No desprecia la electrónica ni la ciencia ficción; ve en ellas simples herramientas o alternativas, y ve con desdén a aquellos que rechazan los adelantos de la tecnología. Pero su postura nunca deja de ser distancia crítica o, mejor dicho, no hay superchería que lo deslumbre. Al hablar de Star Wars, por ejemplo, no hace pedazos la película, pero lamenta que, cada vez más, haya en las salas un cine “hecho para niños, y se olviden de los adultos”. En otra ocasión, al referirse a E. T., comenta: “es una película inteligente, lo malo es que presenta sentimientos decimonónicos. Fue muy inteligente por parte de Spielberg darle corazón al monstruito”.

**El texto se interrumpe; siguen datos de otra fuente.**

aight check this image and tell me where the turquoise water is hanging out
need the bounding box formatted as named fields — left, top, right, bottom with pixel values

Sobre su contribución al cine moderno, alguna vez escribió: “Son los críticos quienes lo han de decir. Y ni siquiera los críticos de hoy, sino los de mañana, siempre que el cine siga siendo una forma de arte y que mis películas resistan a la usura del tiempo.”
Antonioni falleció justo el mismo día que otro gran artista, Ingmar Bergman, el 30 de julio de 2007. A cinco años de su muerte su obra está ahí, para ser discutida y gozada. En esa búsqueda de un lenguaje propio puso los cimientos de muchos registros que ha alcanzado el lenguaje cinematográfico como expresión artística. No hay que olvidarlo, el cine es arte, ahí está su origen. Y la obra de Antonioni es, no cabe duda, una de las más bellas formas de arte.